My favorite place in Uzbekistan is Khiva , an old walled city with beautiful, often restored monumental buildings. Here too I will stay for over a week, but then it is finally time to go to Iran.

To get there I have a transit visa for Turkmenistan in my possession. It is, after North Korea, the most closed country in the world. Not easy to look around. A tourist visa is only available if you hire a 100 Dollar guide per day (excluding accommodation and food). Of course, a self-chosen route is unthinkable.

The border formalities are extensive. With my transit visa I have a maximum of 5 days to cross the country from north to south and must therefore specify which route I will take and which places I will visit. For many things you have to pay in cash Dollars: car disinfection 5 US Dollar, entry and transit with your own transport 100 Dollar, compensation fuel costs (difference in price in your own country and Turkmenistan 91 Dollar, insurance 50 Dollar, compulsory installation of GPS tracker, so that one sees where you are 10 Dollar, document handling 5 Dollar. Total 261 US Dollars to pay in cash !. When leaving the country, the officer dared to ask me another 10 Dollars to give an exit stamp. But I refused to pay for this. however, it was not easy to make this clear to him.

The first half of the 850 km long journey through the Karakum desert consists of an asphalt road comparable to cheese with holes, so driving fast is impossible. And now let’s hope Piggy keeps up well.

After two days I reach the bizarre place called the “Door to Hell” . The area is rich in gas. During drilling in 1971, Soviet geologists reached a large cavity with natural gas. The soil under the drilling rig collapsed and left a large hole with a diameter of 70 meters. To prevent toxic gas from escaping, it was decided to flare the gas. hoping that the fire would stop after a few days. But now, after nearly 50 years that has not happened yet. In the meantime it has become a tourist attraction.

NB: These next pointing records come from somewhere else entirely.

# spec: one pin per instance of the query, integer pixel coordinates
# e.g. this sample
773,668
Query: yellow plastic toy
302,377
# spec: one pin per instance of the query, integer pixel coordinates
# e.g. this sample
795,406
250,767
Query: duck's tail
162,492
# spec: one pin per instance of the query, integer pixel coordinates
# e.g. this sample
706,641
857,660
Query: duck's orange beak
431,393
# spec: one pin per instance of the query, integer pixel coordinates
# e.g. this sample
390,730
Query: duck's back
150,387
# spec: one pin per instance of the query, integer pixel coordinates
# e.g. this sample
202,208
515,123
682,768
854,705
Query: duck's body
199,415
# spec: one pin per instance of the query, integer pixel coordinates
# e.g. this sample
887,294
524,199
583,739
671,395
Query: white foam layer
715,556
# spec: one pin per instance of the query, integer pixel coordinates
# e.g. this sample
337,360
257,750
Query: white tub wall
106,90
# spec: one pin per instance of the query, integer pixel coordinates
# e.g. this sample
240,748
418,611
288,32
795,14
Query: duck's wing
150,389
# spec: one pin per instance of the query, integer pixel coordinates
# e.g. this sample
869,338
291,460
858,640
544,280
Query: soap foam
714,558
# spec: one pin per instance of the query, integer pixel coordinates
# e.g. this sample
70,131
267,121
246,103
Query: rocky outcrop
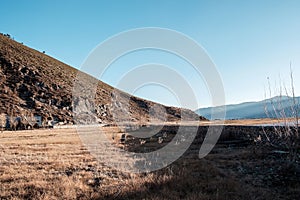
32,82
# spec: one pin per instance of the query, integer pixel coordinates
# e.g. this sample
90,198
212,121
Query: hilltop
35,84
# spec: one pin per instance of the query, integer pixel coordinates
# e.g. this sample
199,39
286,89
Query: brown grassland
54,164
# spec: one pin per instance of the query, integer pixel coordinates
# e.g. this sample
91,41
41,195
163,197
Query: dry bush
286,131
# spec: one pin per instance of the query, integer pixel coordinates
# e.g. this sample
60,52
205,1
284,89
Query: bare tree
286,128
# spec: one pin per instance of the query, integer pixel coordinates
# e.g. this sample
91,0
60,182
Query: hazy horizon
248,41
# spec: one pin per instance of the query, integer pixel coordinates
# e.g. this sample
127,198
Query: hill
35,84
268,108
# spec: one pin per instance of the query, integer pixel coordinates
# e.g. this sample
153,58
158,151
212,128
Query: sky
250,42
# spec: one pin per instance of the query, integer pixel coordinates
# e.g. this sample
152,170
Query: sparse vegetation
286,129
54,164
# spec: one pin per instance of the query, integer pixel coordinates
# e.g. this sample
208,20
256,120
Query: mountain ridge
275,107
33,83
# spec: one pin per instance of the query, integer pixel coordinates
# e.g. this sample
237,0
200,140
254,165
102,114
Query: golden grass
53,164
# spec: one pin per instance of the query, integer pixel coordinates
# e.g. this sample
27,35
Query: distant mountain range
275,107
34,84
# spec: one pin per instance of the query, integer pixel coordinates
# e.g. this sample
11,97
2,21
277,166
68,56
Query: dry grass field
54,164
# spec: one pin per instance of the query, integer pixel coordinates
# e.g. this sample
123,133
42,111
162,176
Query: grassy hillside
33,83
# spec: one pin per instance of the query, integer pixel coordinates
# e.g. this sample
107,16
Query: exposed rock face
32,82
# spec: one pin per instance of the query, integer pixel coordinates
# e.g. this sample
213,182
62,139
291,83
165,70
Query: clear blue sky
248,40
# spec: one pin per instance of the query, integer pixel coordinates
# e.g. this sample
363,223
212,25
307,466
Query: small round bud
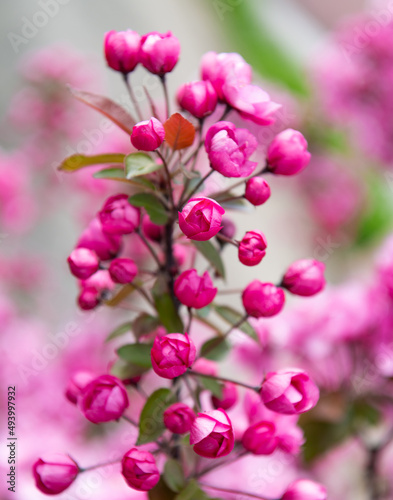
198,98
257,191
289,392
228,398
54,473
148,135
103,399
252,248
262,299
305,277
178,418
287,153
123,270
139,469
83,263
122,50
159,53
193,290
201,218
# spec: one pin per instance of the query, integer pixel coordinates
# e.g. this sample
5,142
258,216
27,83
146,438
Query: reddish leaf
107,107
179,132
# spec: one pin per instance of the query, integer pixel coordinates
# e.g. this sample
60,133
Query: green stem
223,379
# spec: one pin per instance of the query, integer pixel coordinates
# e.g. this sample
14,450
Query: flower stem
222,379
235,492
132,96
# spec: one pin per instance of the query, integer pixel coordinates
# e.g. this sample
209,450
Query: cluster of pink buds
163,206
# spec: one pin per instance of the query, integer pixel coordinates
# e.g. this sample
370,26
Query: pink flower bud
105,245
76,384
148,135
151,230
139,469
123,270
251,102
252,248
54,473
228,398
118,216
172,354
212,434
178,418
287,153
289,392
304,489
159,53
220,68
229,149
260,438
262,299
201,218
198,98
305,277
89,298
193,290
228,228
257,191
103,399
122,50
83,262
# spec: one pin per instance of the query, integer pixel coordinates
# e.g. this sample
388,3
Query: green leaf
212,255
231,316
110,173
123,370
152,205
161,492
192,492
212,385
120,330
215,349
77,161
144,324
166,308
151,424
138,354
140,164
174,475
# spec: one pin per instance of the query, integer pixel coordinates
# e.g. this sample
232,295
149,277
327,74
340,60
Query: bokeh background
312,56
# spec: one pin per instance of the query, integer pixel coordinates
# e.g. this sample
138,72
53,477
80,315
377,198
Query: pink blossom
122,50
159,53
305,277
212,434
198,98
54,473
139,469
178,418
172,354
287,153
220,68
289,392
201,218
251,102
262,299
103,399
229,149
193,290
257,191
148,135
118,216
252,248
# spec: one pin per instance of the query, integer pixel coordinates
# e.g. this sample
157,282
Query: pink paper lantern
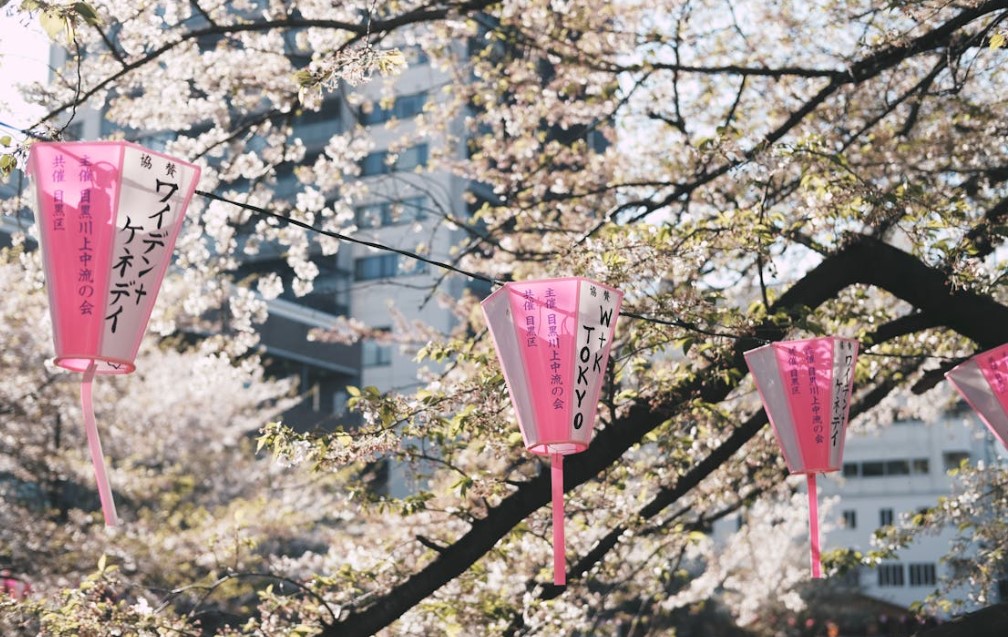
108,217
805,388
552,339
983,382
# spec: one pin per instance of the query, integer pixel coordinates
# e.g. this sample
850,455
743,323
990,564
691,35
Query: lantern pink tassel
95,443
813,526
559,549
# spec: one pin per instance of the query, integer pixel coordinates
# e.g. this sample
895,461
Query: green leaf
88,12
52,23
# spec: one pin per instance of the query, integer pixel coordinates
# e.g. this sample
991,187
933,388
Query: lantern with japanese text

After spending the night next to this fire pot it is almost a treat to cover the last 230 km to the capital Ashgabat. The road quality has suddenly improved and occasionally I dare to reach speeds of 70 km/h. Especially the last kilometers before the city I am surprised with smooth black asphalt.

Asjgabat  is the most bizarre city I have ever visited. The previous megalomaniac president used most of the GNP to build his capital. To start with, the streets are paved with smooth black asphalt. The buildings are made of white marble, everywhere street lights, fences and traffic lights are painted white with gold-colored ornaments, cars and city buses are white. With the new president, silver-colored and gold / bronze-colored cars are now also permitted.

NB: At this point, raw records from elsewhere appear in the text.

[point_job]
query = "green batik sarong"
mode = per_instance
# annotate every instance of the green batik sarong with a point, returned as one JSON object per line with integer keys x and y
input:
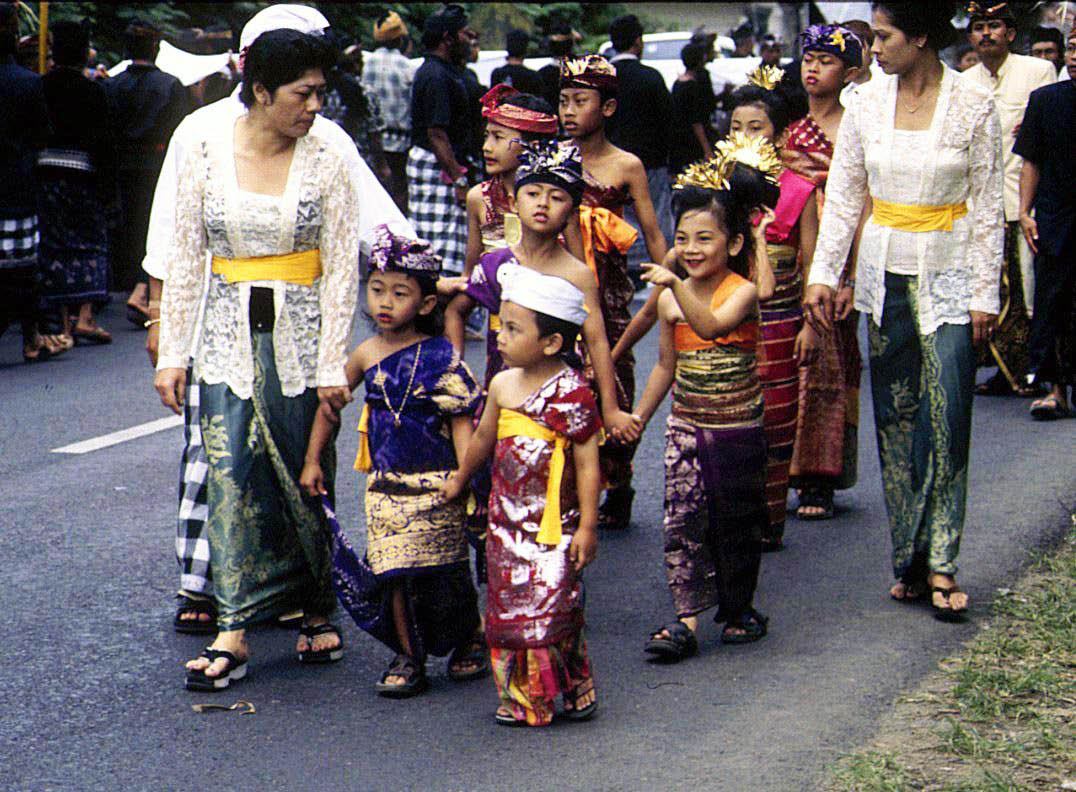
{"x": 922, "y": 387}
{"x": 269, "y": 545}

It is striking that this white is still dazzling white after many years. Window cleaners, painters and street sweepers are busy every day to keep the city as sterile as possible. No paper on the floor, Smoking not allowed in the streets. The extensive parks with shaved shrubs and trees and mowed lawns look excellent. What a difference with all those other Stan countries.

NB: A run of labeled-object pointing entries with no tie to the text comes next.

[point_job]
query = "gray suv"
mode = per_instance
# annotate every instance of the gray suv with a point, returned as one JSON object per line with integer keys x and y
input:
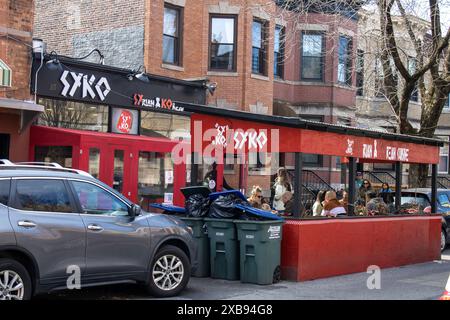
{"x": 61, "y": 228}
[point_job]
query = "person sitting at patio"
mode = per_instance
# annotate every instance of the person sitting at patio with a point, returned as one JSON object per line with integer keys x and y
{"x": 318, "y": 205}
{"x": 288, "y": 202}
{"x": 344, "y": 200}
{"x": 366, "y": 187}
{"x": 375, "y": 205}
{"x": 386, "y": 193}
{"x": 256, "y": 197}
{"x": 332, "y": 207}
{"x": 282, "y": 184}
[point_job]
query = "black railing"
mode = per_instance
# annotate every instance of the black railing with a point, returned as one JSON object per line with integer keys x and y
{"x": 379, "y": 177}
{"x": 312, "y": 183}
{"x": 368, "y": 175}
{"x": 442, "y": 182}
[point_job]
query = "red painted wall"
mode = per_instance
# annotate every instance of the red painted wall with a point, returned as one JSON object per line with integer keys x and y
{"x": 81, "y": 141}
{"x": 325, "y": 248}
{"x": 18, "y": 147}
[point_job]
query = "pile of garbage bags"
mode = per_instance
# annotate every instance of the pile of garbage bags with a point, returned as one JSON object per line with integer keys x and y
{"x": 222, "y": 207}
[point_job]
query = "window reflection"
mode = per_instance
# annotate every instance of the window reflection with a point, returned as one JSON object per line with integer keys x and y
{"x": 156, "y": 178}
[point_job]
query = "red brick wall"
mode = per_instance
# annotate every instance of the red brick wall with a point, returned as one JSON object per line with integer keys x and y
{"x": 17, "y": 15}
{"x": 325, "y": 92}
{"x": 240, "y": 90}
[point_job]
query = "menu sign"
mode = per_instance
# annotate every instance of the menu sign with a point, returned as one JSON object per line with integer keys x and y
{"x": 124, "y": 121}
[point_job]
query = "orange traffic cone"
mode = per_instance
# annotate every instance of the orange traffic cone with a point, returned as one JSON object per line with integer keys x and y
{"x": 446, "y": 295}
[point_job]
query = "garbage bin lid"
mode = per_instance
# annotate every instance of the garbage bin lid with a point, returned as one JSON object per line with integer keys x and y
{"x": 258, "y": 212}
{"x": 213, "y": 196}
{"x": 189, "y": 191}
{"x": 168, "y": 207}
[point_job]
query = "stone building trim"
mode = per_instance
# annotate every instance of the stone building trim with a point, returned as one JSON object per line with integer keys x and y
{"x": 15, "y": 32}
{"x": 172, "y": 67}
{"x": 281, "y": 22}
{"x": 222, "y": 74}
{"x": 260, "y": 13}
{"x": 259, "y": 77}
{"x": 223, "y": 7}
{"x": 312, "y": 27}
{"x": 178, "y": 3}
{"x": 346, "y": 32}
{"x": 259, "y": 108}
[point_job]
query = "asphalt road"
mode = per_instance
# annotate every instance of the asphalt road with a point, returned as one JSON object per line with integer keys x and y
{"x": 415, "y": 282}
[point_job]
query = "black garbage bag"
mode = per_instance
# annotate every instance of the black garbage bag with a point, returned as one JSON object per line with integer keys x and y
{"x": 197, "y": 206}
{"x": 249, "y": 217}
{"x": 223, "y": 207}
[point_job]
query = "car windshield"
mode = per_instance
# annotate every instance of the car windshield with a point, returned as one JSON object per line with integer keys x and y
{"x": 413, "y": 203}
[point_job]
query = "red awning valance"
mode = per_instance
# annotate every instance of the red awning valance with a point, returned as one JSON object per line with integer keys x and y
{"x": 232, "y": 135}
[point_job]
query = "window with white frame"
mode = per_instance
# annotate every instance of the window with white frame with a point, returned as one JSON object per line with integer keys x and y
{"x": 443, "y": 156}
{"x": 5, "y": 75}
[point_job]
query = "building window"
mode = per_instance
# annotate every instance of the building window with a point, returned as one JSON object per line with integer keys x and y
{"x": 172, "y": 35}
{"x": 412, "y": 69}
{"x": 155, "y": 179}
{"x": 223, "y": 43}
{"x": 312, "y": 56}
{"x": 5, "y": 75}
{"x": 165, "y": 125}
{"x": 345, "y": 60}
{"x": 74, "y": 115}
{"x": 259, "y": 43}
{"x": 360, "y": 73}
{"x": 278, "y": 57}
{"x": 58, "y": 154}
{"x": 443, "y": 157}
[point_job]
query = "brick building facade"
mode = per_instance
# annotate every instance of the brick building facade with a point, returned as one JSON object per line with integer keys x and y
{"x": 16, "y": 108}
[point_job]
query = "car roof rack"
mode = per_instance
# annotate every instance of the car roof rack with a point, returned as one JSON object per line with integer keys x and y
{"x": 52, "y": 166}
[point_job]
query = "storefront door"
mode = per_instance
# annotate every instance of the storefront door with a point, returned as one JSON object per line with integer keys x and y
{"x": 118, "y": 169}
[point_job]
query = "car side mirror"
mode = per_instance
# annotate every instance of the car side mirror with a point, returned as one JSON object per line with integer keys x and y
{"x": 134, "y": 211}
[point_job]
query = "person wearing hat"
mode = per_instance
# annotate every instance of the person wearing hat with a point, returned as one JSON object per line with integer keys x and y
{"x": 359, "y": 180}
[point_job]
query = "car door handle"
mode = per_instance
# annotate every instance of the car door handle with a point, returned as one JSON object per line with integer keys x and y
{"x": 26, "y": 224}
{"x": 94, "y": 227}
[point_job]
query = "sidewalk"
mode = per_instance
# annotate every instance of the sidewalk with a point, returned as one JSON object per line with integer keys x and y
{"x": 416, "y": 282}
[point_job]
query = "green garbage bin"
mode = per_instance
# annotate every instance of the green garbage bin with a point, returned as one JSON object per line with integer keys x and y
{"x": 224, "y": 249}
{"x": 260, "y": 250}
{"x": 201, "y": 237}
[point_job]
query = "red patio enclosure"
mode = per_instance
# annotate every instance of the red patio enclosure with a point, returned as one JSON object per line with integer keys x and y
{"x": 324, "y": 247}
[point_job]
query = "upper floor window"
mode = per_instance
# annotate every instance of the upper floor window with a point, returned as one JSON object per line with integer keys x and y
{"x": 360, "y": 73}
{"x": 278, "y": 57}
{"x": 312, "y": 56}
{"x": 412, "y": 69}
{"x": 345, "y": 60}
{"x": 222, "y": 49}
{"x": 5, "y": 75}
{"x": 172, "y": 35}
{"x": 259, "y": 42}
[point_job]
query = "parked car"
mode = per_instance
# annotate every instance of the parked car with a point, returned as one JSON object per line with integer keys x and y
{"x": 422, "y": 198}
{"x": 55, "y": 222}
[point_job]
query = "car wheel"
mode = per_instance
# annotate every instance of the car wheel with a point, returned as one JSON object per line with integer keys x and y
{"x": 443, "y": 240}
{"x": 15, "y": 282}
{"x": 169, "y": 272}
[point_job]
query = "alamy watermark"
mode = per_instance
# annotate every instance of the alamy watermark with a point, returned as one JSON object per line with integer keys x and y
{"x": 374, "y": 280}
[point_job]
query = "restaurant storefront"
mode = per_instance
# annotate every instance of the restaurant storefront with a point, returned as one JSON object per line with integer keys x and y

I have never seen a city with so many fountains and large monumental statues and sculptures. Gold was another obsession with the president. The government buildings have golden domes and statues of the president himself are also made of gold. But the strangest thing of all is that these streets, especially a few kilometers around the government buildings, are virtually empty. Nobody to see. As a tourist, I want to take pictures of the street sweepers and the buildings, but soon a gentleman comes to me who (kindly) demands that I delete my photo. On every corner of a street or park is a uniformed officer or soldier who resolutely sends me back. Apparently you are not allowed to enjoy the buildings, the parks and the fountains here.

Too bad, I wanted to shoot so many pictures of all this, but I didn’t succeed, except for a single picture with my phone.


I am currently staying in Iran since a few days, but since many sites are being blocked here on the internet, it is not possible to download the latest photos. So the photos with this blog are only limited to Bukhara, Uzbekistan.

The plan is to cross the Strait of Hormuz in a few weeks to continue in the UAE and Oman.